Not much consolation for the anti-government folk, but at least Initiative 912 campaign manager Brett Bader gets a guest column in today’s Seattle Times.
I can honestly say that the elation I-912 supporters felt after the historic qualification of the measure in July was matched, at the opposite end of the spectrum, by the deep disappointment we experienced after the tax-cut initiative’s failure at the polls on Nov. 8.
Yeah… well, I appreciate your honesty, Brett.
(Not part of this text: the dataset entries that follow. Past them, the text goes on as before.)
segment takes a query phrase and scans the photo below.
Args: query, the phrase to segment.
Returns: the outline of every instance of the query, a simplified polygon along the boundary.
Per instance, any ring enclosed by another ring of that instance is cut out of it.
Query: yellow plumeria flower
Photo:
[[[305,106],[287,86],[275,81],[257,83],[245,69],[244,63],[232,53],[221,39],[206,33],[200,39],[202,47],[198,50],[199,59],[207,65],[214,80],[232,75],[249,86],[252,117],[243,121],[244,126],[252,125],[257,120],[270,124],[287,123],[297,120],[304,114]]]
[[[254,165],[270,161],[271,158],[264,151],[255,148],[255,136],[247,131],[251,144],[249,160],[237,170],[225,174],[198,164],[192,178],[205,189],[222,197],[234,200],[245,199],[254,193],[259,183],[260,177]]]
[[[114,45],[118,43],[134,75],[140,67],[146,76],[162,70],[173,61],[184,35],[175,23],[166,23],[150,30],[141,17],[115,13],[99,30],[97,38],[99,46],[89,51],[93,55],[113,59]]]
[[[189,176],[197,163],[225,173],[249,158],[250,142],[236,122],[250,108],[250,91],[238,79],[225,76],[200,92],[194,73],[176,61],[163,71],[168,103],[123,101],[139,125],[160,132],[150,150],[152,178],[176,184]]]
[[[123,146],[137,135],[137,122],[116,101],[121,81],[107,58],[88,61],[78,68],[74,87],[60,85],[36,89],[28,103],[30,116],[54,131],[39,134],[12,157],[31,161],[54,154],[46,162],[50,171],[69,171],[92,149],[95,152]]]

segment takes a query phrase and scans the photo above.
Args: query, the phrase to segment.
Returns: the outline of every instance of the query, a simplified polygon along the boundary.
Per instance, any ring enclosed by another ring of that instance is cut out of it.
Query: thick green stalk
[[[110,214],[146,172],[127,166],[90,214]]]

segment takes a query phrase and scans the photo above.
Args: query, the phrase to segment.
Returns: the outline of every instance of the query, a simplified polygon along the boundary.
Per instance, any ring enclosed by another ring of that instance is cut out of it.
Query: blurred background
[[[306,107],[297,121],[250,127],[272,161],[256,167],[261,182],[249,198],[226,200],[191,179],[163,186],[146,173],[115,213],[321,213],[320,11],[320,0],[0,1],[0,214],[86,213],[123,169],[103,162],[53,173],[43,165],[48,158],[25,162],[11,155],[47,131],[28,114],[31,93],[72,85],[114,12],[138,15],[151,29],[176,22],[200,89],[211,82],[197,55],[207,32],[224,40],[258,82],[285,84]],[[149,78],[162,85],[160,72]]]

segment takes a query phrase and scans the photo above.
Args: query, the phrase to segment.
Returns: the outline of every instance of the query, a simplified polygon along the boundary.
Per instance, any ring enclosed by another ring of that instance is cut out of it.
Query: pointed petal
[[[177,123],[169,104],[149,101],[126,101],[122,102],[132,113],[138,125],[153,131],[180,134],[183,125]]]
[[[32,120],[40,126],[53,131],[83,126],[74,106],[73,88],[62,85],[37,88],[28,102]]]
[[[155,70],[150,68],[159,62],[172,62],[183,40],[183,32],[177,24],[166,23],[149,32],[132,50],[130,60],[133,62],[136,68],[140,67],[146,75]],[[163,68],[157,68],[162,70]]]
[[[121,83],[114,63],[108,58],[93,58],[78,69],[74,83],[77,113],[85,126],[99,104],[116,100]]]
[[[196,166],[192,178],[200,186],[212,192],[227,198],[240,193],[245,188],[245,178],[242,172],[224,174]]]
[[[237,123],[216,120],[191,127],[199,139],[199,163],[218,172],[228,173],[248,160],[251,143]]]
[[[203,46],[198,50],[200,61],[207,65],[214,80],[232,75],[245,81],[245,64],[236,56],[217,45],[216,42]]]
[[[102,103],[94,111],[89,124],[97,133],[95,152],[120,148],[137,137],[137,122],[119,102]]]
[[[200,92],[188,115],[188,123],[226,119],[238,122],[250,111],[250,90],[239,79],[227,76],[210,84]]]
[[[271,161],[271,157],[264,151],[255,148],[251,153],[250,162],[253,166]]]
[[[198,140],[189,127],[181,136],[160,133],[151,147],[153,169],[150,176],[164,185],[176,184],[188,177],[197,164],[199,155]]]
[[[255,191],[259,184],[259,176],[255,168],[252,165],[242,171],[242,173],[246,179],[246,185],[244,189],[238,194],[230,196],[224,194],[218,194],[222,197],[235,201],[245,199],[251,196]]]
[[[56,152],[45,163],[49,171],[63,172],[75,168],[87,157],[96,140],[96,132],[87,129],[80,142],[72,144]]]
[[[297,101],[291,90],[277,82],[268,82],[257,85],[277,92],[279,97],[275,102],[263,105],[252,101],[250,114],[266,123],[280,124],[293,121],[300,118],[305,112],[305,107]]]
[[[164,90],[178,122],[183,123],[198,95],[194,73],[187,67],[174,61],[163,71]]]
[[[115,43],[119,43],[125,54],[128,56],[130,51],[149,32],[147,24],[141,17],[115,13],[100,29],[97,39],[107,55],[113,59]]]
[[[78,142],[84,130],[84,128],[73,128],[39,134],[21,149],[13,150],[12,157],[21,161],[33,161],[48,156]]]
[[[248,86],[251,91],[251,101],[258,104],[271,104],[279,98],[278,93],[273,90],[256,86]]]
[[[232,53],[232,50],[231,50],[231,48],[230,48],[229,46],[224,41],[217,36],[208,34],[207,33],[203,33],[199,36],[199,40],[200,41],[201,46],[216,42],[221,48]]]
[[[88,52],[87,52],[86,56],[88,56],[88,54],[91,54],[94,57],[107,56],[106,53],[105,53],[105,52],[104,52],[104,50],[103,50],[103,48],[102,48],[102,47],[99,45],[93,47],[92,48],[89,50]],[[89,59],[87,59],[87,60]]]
There’s a first time for everything.
The rest of his column is the usual bullshit. “Will WSDOT be able to rebuild trust with voters?” Bader asks, a particularly amusing query coming from a guy who has made a career out of destroying the public’s trust in WSDOT. And a high paying career at that; as of the last disclosure report, Bader’s consulting firm had received over $97,000, nearly one-third of all the campaign’s expenditures.
My question is, will Bader ever be able to rebuild trust with reporters, who by now must be awfully tired of the lazy spin he constantly tosses in their direction? Take for example his closing dig at WSDOT and the gas tax hike:
Now that gas taxes have been raised 14.5 cents a gallon and billions more will be flowing from the new diesel tax and new license and weight fees, we can see if things, instead, start to get better.
But, with news that an $800,000 bike lane in Moses Lake will be the first project built with the rescued tax, I won’t hold my breath.
Oh no… an $800,000 bike lane! How scandalous! But if you actually bother to look at the details of this “bike lane” it reveals a cost-effective project coming out of a healthy political process.
Bader is apparently referring to the Potato Hill overpass in Moses Lake, which replaces the last under-height bridge over I-90. This project was funded in the Nickel Package passed by the Legislature in 2003, and WSDOT had scheduled to advertise it for construction in October 2005 at a cost of around $3 million.
Everything was on schedule until the City of Moses Lake found they couldn’t afford to build a nearby pedestrian overpass, and Republican state Senator Joyce Mulliken came upon the bright idea of combining the two projects together. By adding 12 feet to the width of the Potato Hill overpass, locals would get a twofer: the Nickel overpass plus the pedestrian overpass in a single, less costly project.
Sen. Mulliken managed to get an additional $700,000 or so included in the 2005 Transportation Package to add a pedestrian/bike lane to the Nickel overpass already slated for construction… a smart move, and a net win for taxpayers.
WSDOT held the project to see if it would survive I-912, and now that it has, the twofer contract will be advertised on Monday. The project will build the already slated Nickel highway overpass, but with sufficient shoulder for a pedestrian/bike lane, courtesy of the 2005 package… saving Moses Lake a pile of cash they didn’t have, while delivering a sensible overall improvement.
This is exactly the type of smart, nimble resourcefulness we want from our government, delivering necessary improvements for the least amount of money. But in the misleading soundbites of somebody like Bader, it gets twisted into a prime example of WSDOT’s lies and misplaced priorities.
And of course, attacking WSDOT’s priorities is one of Bader’s biggest lies of all, for WSDOT doesn’t set priorities, the Legislature does. You want to know what WSDOT will build, and when? It’s all laid out in the transportation improvement package passed by the Legislature last spring, and approved by voters last Tuesday.
So if Bader has a problem with this bike lane, I suggest he take it up with Sen. Mulliken… though I’m guessing the citizens of Moses Lake are pretty damned pleased with the fine work she did on their behalf.
UPDATE:
The Seattle P-I editorial board chimes in tomorrow morning, chiding Bader for his dishonest attempt at a “gotcha”:
Thanks to state Sen. Joyce Mulliken, an Ephrata Republican, a deal was struck to use money from the new gas-tax increase to add the bike-pedestrian lanes to the soon-to-be-rebuilt Potato Hill Bridge. The result: a new bridge able to accommodate auto, pedestrian and bike traffic and capable of being expanded later to accommodate four lanes of auto traffic — which local officials say will be needed — for less money and in less time.
Mulliken called the combined project “government efficiency at its best.”
That’s hardly the post-election poster child the would-be tax repealers were hoping for.